Sunday, January 18

semavi



alacaklarını klübe bırakıp gitti semavi. 500 milyar peşin para alıp 250 milyar alacağı için takımı 15. haftada terkeden serhat akın örneği olmasa semavinin 100 milyarı büyük bir para olarak görülebilir. fakat peşinat olarak inanılmaz paralar saçan basiretsiz yönetimin geçen senenin en iyi adamını komik bir sebepten serbest bırakılması tam anlamıyla fiyasko. tabii az sonra yazacaklarımı okursanız yönetimin kendi açısından fiyasko olmayabileceğini çıkartabilirsiniz.

semavinin oynadığı (hakkını vererek oynadığı) son maç beşiktaş maçı ilk 15 dakikada müthiş bir performans gösteriyor, yanılmıyorsam ilk golün asistini yapıyor ve ikinci golüde uçan kafayla koyuyor. maçın ikinci yarısı kocaelispor tanınmaz halde oynuyor. sonrası hüsran... hemen peşine semavi takımdan bıçak gibi kesiliyor tribünler semaviyi bağırdıkça hoca oyuna almıyor vs vs tabi bu noktada kimsenin aklına bir bit yeniği olabileceği gelmiyor. geçen hafta semavi sözleşmesinin izin verdiği ilk günde alacaklarını takıma bırakarak klüpten ayrılıyor. bunun anlamı tabii ki başka bir klüple önceden anlaştığı fakat hangi klüple? bunun olacağını sizce yönetimin bilmemesi mümkün mü? sorular hızla devam ediyor. peki bu transferin gerçekleşeceğini gören yönetim semaviye 100 milyar verip 500 milyar bonservis almak gibi 5 yaşında çocuğun bile düşünebileceği çakallığı neden yapmıyor? en kötü ihtimalle takım transferden vazgeçse bile en dirençli ortasaha oyuncusunu kaybetmeyecek olmasına rağmen.
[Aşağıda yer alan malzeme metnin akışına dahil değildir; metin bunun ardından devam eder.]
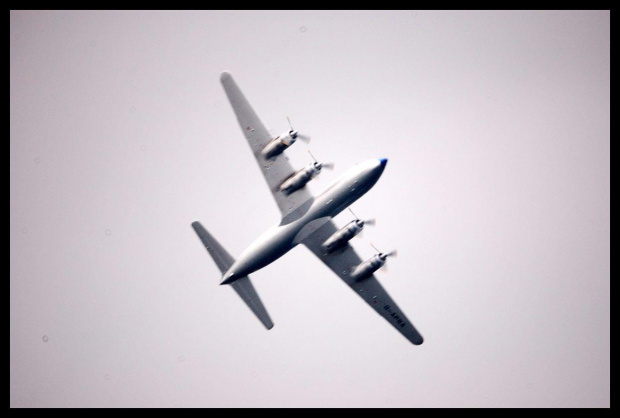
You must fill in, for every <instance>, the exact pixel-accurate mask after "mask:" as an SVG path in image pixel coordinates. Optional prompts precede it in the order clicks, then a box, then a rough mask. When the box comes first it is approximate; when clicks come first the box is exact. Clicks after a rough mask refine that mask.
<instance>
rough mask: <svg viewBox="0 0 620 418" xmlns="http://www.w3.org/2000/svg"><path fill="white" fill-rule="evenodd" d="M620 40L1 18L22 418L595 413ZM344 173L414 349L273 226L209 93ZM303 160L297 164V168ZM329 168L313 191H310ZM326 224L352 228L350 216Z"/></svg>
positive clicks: (312, 23)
benim cevabım basit. 2 hafta önce götünden 4 trilyon alacak uyduran beşiktaşlı başkan şark kurnazlığı peşinde gibi...

son olarak semavi beşiktaşa gider mi gitmez mi bilmem ama şimdiye kadar anlaştığı takıma transfer olmamış olmasının sebebinin olayı soğutmak olduğuna adım gibi eminim. ee bizim millette balık hafizası var.